Above me, the ceiling at the “front” of the “pub” (i.e. the bit closest to the rest of the terminal) is a corrugated green metal. It reminds me of the gantry of an old-school football ground. But it dawns on me that this is meant to be some kind of fake awning. I think this is meant to be the pub garden. The al-fresco section, if you will. This is confirmed by the knee-height fence and plastic box plants which run along the pub’s entrance. But when I look out, instead of observing a bustling street scene, I’m gawking at an MDF board advertising the new Starbucks at gate 10.
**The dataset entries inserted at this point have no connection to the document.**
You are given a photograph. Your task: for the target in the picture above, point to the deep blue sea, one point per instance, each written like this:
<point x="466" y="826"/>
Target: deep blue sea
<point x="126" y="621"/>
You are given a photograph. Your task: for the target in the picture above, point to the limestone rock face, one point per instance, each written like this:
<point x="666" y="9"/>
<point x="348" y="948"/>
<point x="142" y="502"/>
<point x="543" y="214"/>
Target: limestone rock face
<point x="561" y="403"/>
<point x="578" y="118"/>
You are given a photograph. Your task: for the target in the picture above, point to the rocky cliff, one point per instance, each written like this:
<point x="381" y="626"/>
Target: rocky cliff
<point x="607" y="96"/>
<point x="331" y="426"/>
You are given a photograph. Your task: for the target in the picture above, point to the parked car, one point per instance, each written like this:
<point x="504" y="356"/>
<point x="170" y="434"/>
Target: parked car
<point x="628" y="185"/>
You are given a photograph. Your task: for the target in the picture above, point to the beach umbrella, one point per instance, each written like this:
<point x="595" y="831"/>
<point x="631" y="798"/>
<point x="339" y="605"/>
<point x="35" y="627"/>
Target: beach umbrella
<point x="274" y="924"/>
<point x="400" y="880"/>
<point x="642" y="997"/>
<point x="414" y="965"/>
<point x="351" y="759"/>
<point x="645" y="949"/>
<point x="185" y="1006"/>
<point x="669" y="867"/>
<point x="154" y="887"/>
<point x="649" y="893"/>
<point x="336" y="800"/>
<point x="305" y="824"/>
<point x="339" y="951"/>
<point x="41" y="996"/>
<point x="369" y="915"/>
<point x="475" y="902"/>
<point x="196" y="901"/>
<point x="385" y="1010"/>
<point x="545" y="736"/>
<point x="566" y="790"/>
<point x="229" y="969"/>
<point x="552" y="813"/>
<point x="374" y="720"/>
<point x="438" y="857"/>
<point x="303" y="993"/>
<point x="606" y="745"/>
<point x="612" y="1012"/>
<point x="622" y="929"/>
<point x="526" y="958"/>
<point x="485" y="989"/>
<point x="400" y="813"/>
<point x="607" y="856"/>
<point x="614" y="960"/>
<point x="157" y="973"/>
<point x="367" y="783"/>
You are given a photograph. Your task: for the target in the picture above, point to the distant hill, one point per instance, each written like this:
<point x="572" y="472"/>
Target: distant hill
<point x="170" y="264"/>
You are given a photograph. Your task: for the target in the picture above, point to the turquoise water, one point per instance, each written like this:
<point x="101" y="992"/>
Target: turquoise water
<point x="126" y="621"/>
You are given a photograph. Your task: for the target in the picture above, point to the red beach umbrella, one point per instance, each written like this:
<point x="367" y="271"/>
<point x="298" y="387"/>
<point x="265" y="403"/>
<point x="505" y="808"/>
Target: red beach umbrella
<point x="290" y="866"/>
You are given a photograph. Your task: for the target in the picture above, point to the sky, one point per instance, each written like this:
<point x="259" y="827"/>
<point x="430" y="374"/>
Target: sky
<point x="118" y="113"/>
Still, this place serves a purpose. Sure, they’ve bumped the prices up, but it’s still cheaper than it should be, given it has a captive audience and the Brewdog round the corner charges £11 for bread and olives. The staff have always been very friendly when I’ve been in here. You know what you’re getting at a Spoons. I wouldn’t necessarily trust the cask ale in this one, but the keg stuff is perfectly fine. If this is the final taste of Caledonia left in the mouths of our foreign brothers and sisters as they fly away, so be it. It could be worse. Actually, it really could be a lot worse: there’s an All Bar One at gate six.
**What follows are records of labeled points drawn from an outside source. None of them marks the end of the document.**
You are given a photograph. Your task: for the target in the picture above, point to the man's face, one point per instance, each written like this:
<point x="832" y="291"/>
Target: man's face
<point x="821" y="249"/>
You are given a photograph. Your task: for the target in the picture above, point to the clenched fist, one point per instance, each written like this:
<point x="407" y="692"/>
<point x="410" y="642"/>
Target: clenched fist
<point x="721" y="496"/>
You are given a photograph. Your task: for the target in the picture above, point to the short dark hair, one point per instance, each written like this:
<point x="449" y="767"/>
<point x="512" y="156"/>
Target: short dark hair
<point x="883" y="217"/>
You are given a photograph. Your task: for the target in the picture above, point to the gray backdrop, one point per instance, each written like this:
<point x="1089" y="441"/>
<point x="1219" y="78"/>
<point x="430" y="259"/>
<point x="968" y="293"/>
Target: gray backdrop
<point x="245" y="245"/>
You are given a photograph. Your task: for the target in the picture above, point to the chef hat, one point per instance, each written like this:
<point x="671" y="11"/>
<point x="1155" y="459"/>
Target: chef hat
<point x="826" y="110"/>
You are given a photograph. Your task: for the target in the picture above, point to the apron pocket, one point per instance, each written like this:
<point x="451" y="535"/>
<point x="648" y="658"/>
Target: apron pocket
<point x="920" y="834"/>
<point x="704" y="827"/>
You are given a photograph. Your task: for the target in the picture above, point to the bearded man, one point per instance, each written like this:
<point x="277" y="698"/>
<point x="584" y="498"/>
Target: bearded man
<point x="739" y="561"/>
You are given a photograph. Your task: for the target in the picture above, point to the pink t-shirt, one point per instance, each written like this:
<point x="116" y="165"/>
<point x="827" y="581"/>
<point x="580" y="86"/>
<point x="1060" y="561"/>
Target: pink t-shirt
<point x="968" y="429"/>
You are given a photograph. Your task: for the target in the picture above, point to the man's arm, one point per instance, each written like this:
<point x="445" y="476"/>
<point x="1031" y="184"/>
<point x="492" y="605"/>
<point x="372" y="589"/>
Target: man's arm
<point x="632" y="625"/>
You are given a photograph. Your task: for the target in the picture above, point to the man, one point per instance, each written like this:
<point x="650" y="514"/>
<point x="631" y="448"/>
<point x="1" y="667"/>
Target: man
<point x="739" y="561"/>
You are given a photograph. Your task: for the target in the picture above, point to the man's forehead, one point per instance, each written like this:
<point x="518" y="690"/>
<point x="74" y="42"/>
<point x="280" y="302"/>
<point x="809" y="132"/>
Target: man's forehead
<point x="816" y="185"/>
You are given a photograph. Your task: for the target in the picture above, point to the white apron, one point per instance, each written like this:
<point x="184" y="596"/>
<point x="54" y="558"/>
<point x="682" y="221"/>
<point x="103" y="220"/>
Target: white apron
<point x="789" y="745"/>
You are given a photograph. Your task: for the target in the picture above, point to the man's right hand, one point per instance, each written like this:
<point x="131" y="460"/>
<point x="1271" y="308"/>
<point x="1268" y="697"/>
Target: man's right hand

I take the final gulp of Leffe as I hear a final call over the tannoy in the distance. I join the back of the queue with my fellow passengers in inferiority group five. We trudge indifferently to the machine that will take us six miles into the air. The open skies, previously the preserve of bombers, billionaires and birds. Now available to the masses.
Where is it?
Open every day, 4am to 9pm.
Where next?
Well, I’m assuming your next stop is your plane seat. Feel free to get a drink on board.
The chaser
In 2007 there were about 700 breweries in the UK. By 2017, there were close to 2,000.
Boak and Bailey have an interesting theory to explain the explosion.
I don't like airports and I don't like 'Spoons, but I *loved* this review! :)
Great series. Keep up the good work! Getting an early flight from the hell-hole that is Edinburgh Airport (really, for world class city the airport is rubbish) and seeing folks boozing at 6am in The Sir Walter. Peak Scotland - I’m pretty sure if most Edinburgh bars were open at that time….they’d have a fair smattering of punters! I had the full Scottish (sans alcohol) and it was pretty, pretty bad.